Less known than the written diary is that Anne Frank also narrated her experiences during World War II. Not only did she make drawings and doodles herself, she also cut out and selected postcards and images from magazines which she attached to her wall. This paper analyzes what those images tell us about her development as a teenager, and how they evoke a world outside Prinsengracht 263, in Amsterdam and beyond.
Yet Anne Frank’s visual diary does more than that. It also invites us to reflect on how people – young and old – nowadays collect images of themselves and project that into the world. Anne Frank’s wall of images can be seen as a precursor of social media, such as Facebook, Instagram, and Pinterest. With the notable difference that Anne Frank did not only garner images to give herself a place in the world, but also bring the world into her room, into her life.
Prof. dr.

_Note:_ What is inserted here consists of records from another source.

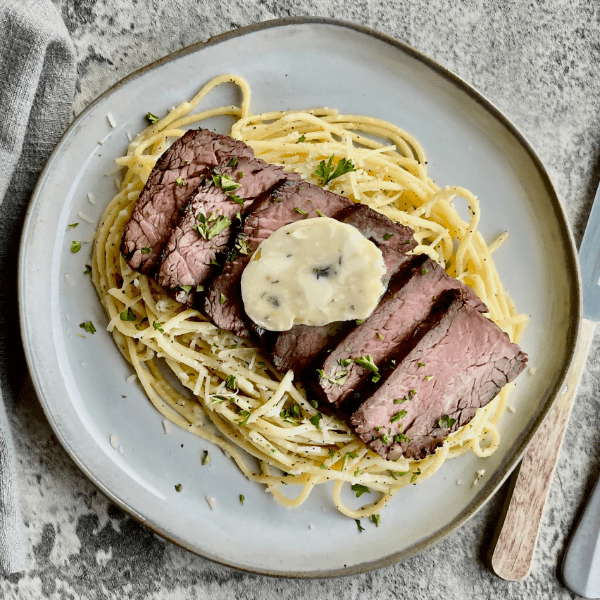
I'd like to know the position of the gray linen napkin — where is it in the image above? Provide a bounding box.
[0,0,76,573]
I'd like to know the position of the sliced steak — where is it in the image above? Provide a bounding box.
[121,129,254,273]
[315,254,487,406]
[268,204,417,376]
[157,158,300,305]
[350,290,527,460]
[204,182,353,337]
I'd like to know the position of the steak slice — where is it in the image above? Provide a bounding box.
[315,254,487,406]
[157,158,300,305]
[350,290,527,460]
[204,182,353,337]
[121,129,254,273]
[268,204,417,376]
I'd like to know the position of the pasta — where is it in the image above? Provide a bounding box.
[93,75,527,519]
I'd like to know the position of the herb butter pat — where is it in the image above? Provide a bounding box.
[242,217,385,331]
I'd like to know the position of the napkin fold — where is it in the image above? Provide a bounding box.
[0,0,77,573]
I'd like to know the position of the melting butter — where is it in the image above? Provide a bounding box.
[242,217,385,331]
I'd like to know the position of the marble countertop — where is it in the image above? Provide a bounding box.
[5,0,600,600]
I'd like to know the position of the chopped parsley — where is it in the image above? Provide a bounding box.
[192,213,231,240]
[120,307,137,321]
[317,369,348,385]
[394,433,410,444]
[354,354,381,383]
[342,452,358,471]
[410,469,421,483]
[390,410,406,423]
[354,354,379,373]
[350,483,371,498]
[237,410,250,427]
[279,404,300,425]
[313,154,356,187]
[310,413,323,431]
[79,321,96,333]
[212,172,242,192]
[227,194,244,206]
[438,415,456,429]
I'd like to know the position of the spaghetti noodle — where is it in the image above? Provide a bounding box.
[93,75,527,518]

Diederik Oostdijk (1972) is professor of English and American Literature at the Faculty of Humanities, Vrije Universiteit Amsterdam. Most recently, he published two books on the Netherlands Carillon in Arlington, a gift the Netherlands gave to the people of the United States to thank them for helping to liberate the Netherlands during World War II and for the Marshall Aid. Bells for America was published by Penn State University Press in 2019, and a lavishly illustrated Dutch version titled Klokken voor Amerika was published by Boom in 2020. A bilingual exhibit based on this story is mounted at Museum Klok & Peel in Asten, the Netherlands, which runs until May 2021.
Nadia Bouras
Een klas apart: de coming of age van een generatie Marokkaans-Amsterdamse leerlingen op de Arabische school (in Dutch)
Lang voor de huidige discussie over bijzonder onderwijs richtte het predikantenechtpaar Boiten-Du Rieu in 1971 midden op de Amsterdamse Wallen de Arabische School van Amsterdam op. Een aparte school met alleen maar kinderen van Marokkaanse gastarbeiders. De leerlingen kregen er naast het Nederlandse onderwijs elke dag Arabisch ter voorbereiding op hun terugkeer naar Marokko. Maar de gezinnen bleven, de kinderen werden Amsterdammers, en in 1996, 25 jaar na de oprichting, hield de Arabische School op te bestaan.
Een klas apart is de unieke geschiedenis van de eerste Arabische school van Nederland, die uitgroeide tot een van de grootste basisscholen van Amsterdam, en de persoonlijke zoektocht van Nadia Bouras naar hoe het haar en haar klasgenoten verging. Wat bezielde twee Amsterdamse dominees om een school voor Marokkaanse kinderen te beginnen? Wat is er geworden van juf Fatima die keiharde tucht en orde in het klaslokaal niet schuwde? Welke invloed had de school op de ontwikkeling van de leerlingen?
De geschiedenis van de Arabische School vertelt het coming of age-verhaal van een generatie Amsterdamse kinderen. Met een Marokkaanse achtergrond weliswaar, maar onmiskenbaar Amsterdams. Nu, een kwarteeuw later, zijn ze volwassen en nieuwsgierig naar hun geschiedenis. Ze zijn in de stad geïntegreerd en één geworden met de Amsterdamse identiteit. Maar dat proces is pas compleet als ze ook in haar geschiedenis zijn geworteld. Het verhaal van de Arabische School van Amsterdam is daarvan het tastbare bewijs.
Dr. Nadia Bouras is University Lecturer in Social and Migration history, History Department, Leiden University. Bouras is an expert in the field of the migration and integration of Moroccan people in the Netherlands. She is an Assistant Professor in the History and Urban Studies departments, and is also a representative of the Netherlands Institute in Morocco (NIMAR). Nadia Bouras makes regular media appearances on current affairs relating to migration and integration.